La nécrobiose lipoïdique
Il s'agit d'une dermatose peu fréquente qui affecterait 0,3 % des diabétiques (surtout de type 1). Il s'agit de plaques érythémateuses, parfois brunâtres, intéressant principalement la face antérieure des jambes. En évoluant, le centre des plaques devient atrophique. Des ulcérations sont possibles, de cicatrisation parfois difficile. Le diagnostic évoqué cliniquement est confirmé par l'étude histologique si l'on retrouve un granulome inflammatoire.

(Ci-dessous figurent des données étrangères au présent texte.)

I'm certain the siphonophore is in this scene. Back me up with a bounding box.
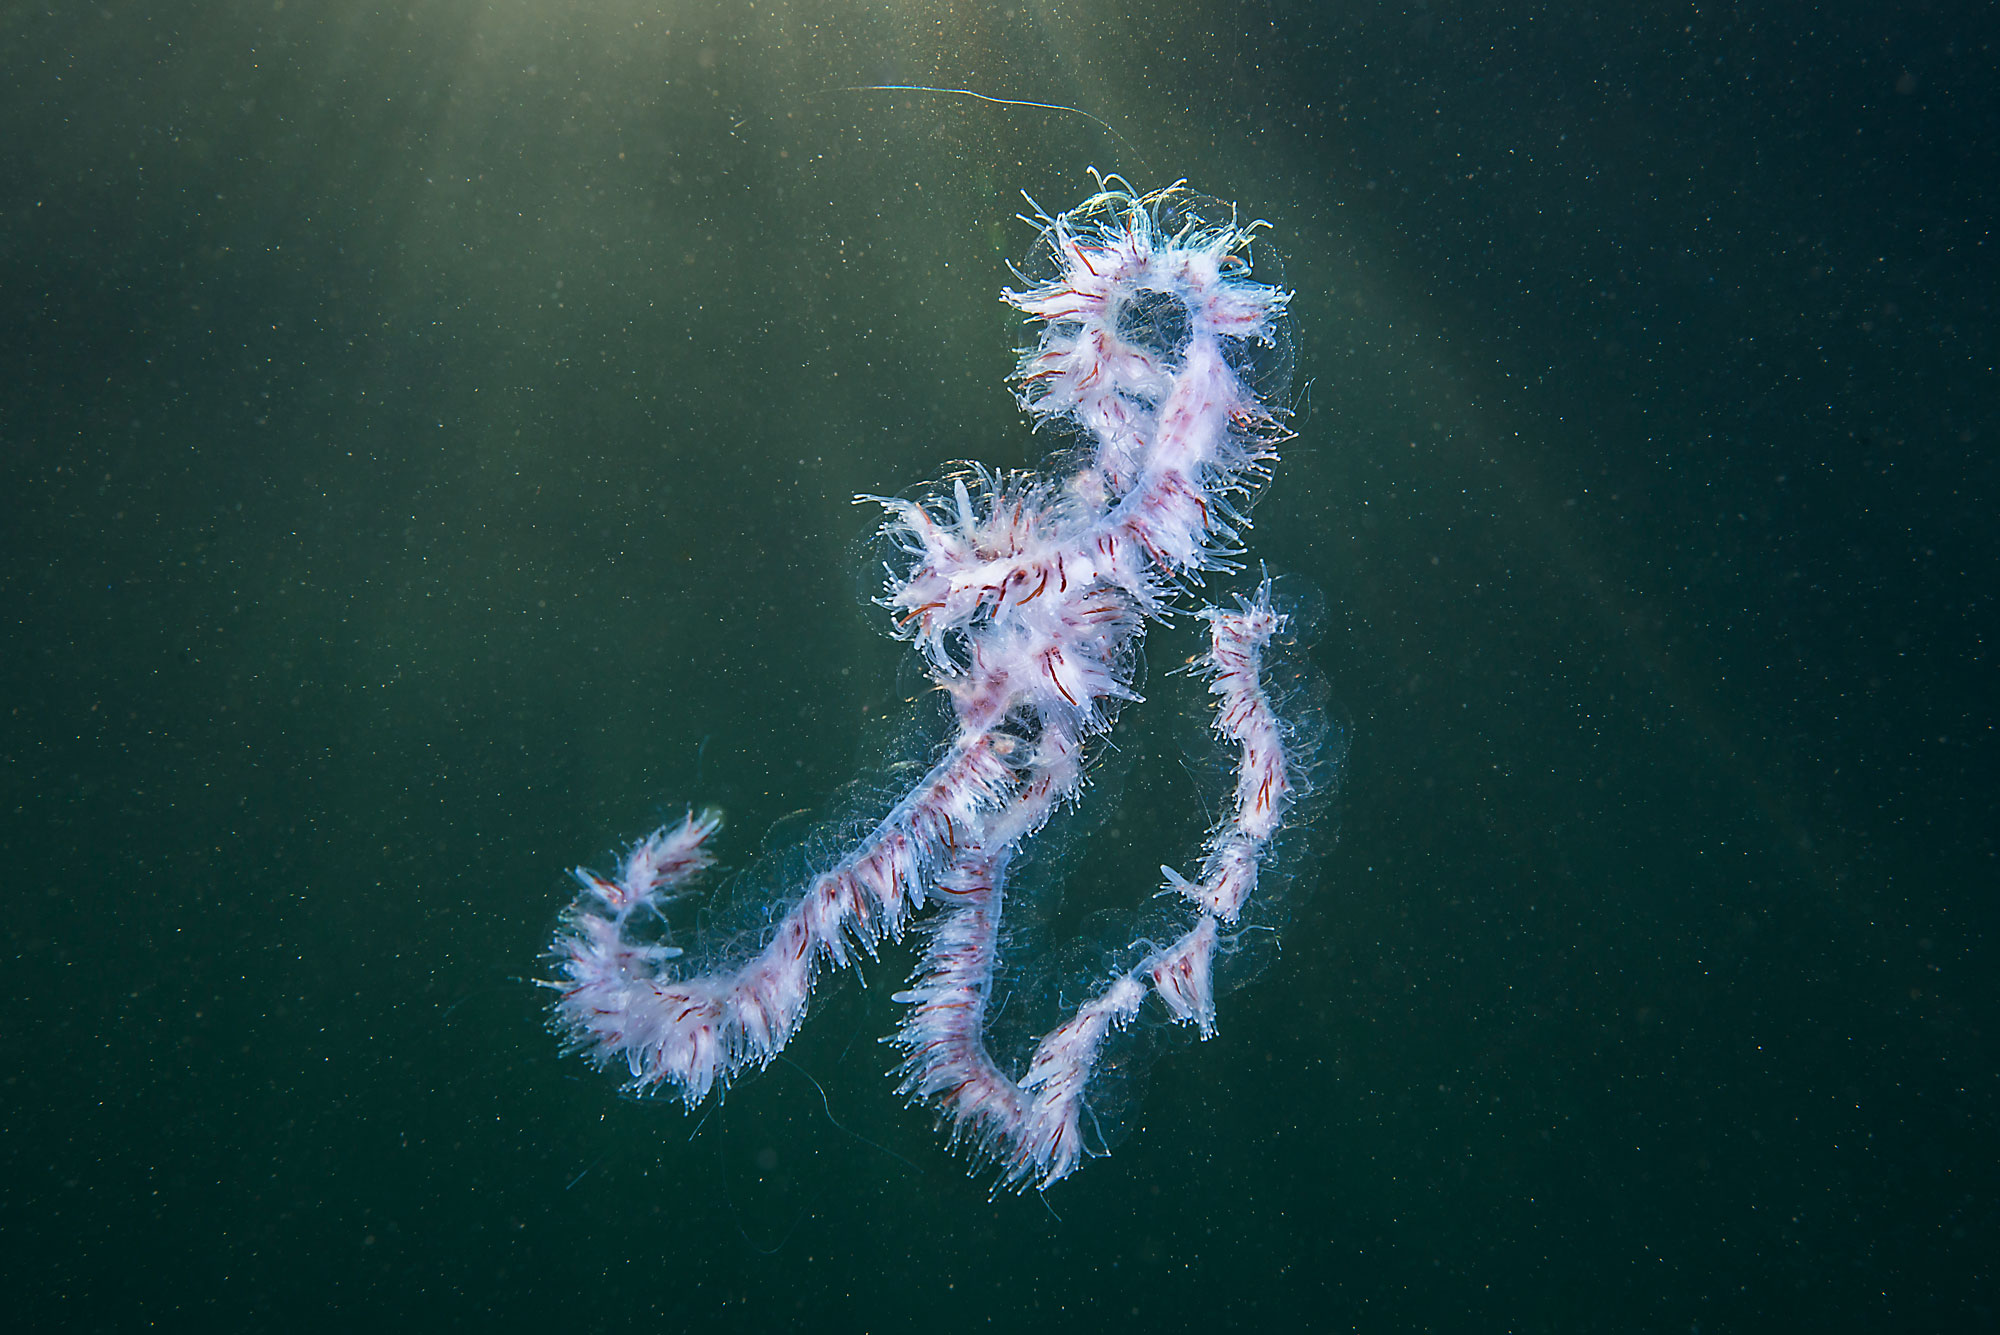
[547,176,1338,1189]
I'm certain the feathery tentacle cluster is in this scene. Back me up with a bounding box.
[548,177,1321,1189]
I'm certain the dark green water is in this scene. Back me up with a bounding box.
[4,3,1992,1330]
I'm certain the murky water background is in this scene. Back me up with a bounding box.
[4,3,1992,1329]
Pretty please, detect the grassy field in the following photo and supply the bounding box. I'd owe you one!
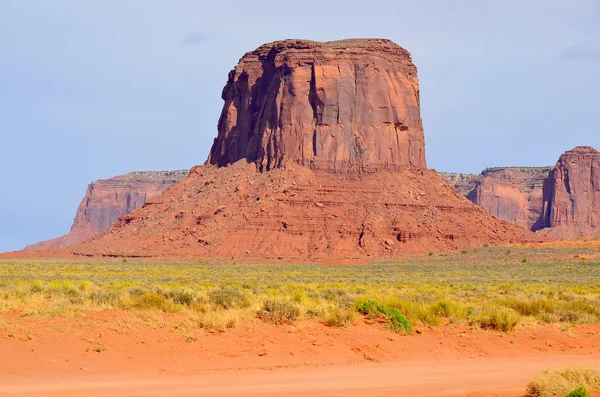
[1,244,600,333]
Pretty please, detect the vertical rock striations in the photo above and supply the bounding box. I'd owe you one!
[464,167,550,230]
[207,39,426,173]
[535,146,600,238]
[23,171,188,251]
[69,39,540,259]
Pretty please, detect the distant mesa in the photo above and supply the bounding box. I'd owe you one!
[535,146,600,238]
[442,146,600,239]
[441,167,551,230]
[66,39,539,260]
[23,171,188,251]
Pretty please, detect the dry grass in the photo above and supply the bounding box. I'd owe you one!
[474,304,521,332]
[1,244,600,334]
[527,367,600,397]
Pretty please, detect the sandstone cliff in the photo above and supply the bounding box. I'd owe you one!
[207,39,426,173]
[453,167,550,230]
[70,39,540,260]
[535,146,600,238]
[24,171,188,251]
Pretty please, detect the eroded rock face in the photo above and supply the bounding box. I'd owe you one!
[23,171,188,251]
[464,168,550,230]
[207,39,426,173]
[442,168,551,230]
[535,146,600,238]
[71,162,540,259]
[67,39,542,260]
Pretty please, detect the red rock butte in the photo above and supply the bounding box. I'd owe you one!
[67,39,541,260]
[207,39,426,173]
[536,146,600,238]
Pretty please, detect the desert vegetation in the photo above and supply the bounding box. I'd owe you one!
[527,366,600,397]
[1,245,600,334]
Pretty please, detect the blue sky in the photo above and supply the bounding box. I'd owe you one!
[1,0,599,252]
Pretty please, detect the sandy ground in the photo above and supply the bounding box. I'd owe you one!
[1,312,600,396]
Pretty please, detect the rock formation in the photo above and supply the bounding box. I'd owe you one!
[24,171,188,251]
[534,146,600,238]
[439,172,481,197]
[442,168,550,230]
[68,39,540,260]
[207,39,426,173]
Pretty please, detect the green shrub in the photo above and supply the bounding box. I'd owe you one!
[208,286,250,309]
[258,298,300,324]
[474,304,520,332]
[358,299,413,334]
[565,386,590,397]
[387,299,439,326]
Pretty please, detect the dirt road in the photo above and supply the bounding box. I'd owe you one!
[3,313,600,396]
[3,356,600,396]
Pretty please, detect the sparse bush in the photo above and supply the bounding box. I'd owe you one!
[358,299,413,334]
[325,308,356,328]
[559,301,600,324]
[526,367,600,397]
[430,299,467,321]
[292,290,307,303]
[321,289,353,309]
[89,290,119,306]
[197,310,241,331]
[306,307,327,318]
[123,292,180,313]
[258,298,300,324]
[208,286,250,309]
[386,299,439,326]
[497,298,555,316]
[539,312,559,323]
[474,304,520,332]
[162,289,198,306]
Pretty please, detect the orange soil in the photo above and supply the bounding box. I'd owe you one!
[2,311,600,396]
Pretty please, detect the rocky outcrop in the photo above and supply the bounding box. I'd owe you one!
[535,146,600,238]
[207,39,426,173]
[69,39,541,260]
[458,167,550,230]
[24,171,188,251]
[71,162,540,259]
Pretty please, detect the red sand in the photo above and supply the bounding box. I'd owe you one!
[2,311,600,396]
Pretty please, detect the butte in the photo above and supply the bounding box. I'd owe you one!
[71,39,539,260]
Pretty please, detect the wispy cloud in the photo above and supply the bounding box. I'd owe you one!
[181,32,207,46]
[562,41,600,60]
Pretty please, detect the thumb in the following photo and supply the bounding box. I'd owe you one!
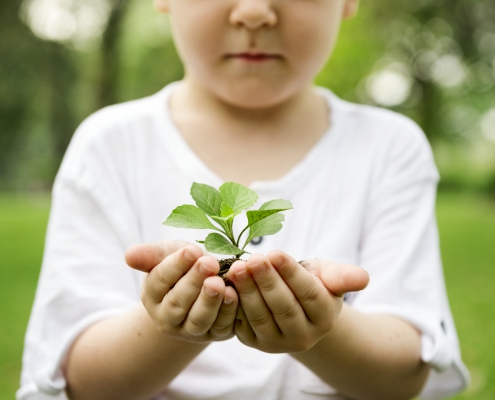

La prise en charge thérapeutique est difficile. La corticothérapie locale est utilisée en première intention et serait surtout efficace avant le stade atrophique. En cas d'échec, de nombreux traitements systémiques ont été proposés : corticothérapie générale, PUVAthérapie, aspirine, pentoxifylline, ticlopidine, dipyridamole, clofazimine. En cas de nécrobiose lipoïdique ulcérée, les greffes cutanées en pastille peuvent se révéler utiles. L'utilisation de facteurs de croissance tel le GM-CSF en applications locales serait également efficace.
Enfin, les autres jambes rouges inflammatoires ne sont pas spécifiques du diabète : eczéma aigu, lipodermatosclérose, mais peuvent également se rencontrer.
D'après la communication de I. Lazareth (hôpital Saint-Joseph, Paris) lors des Journées annuelles de diabétologie de l'Hôtel-Dieu.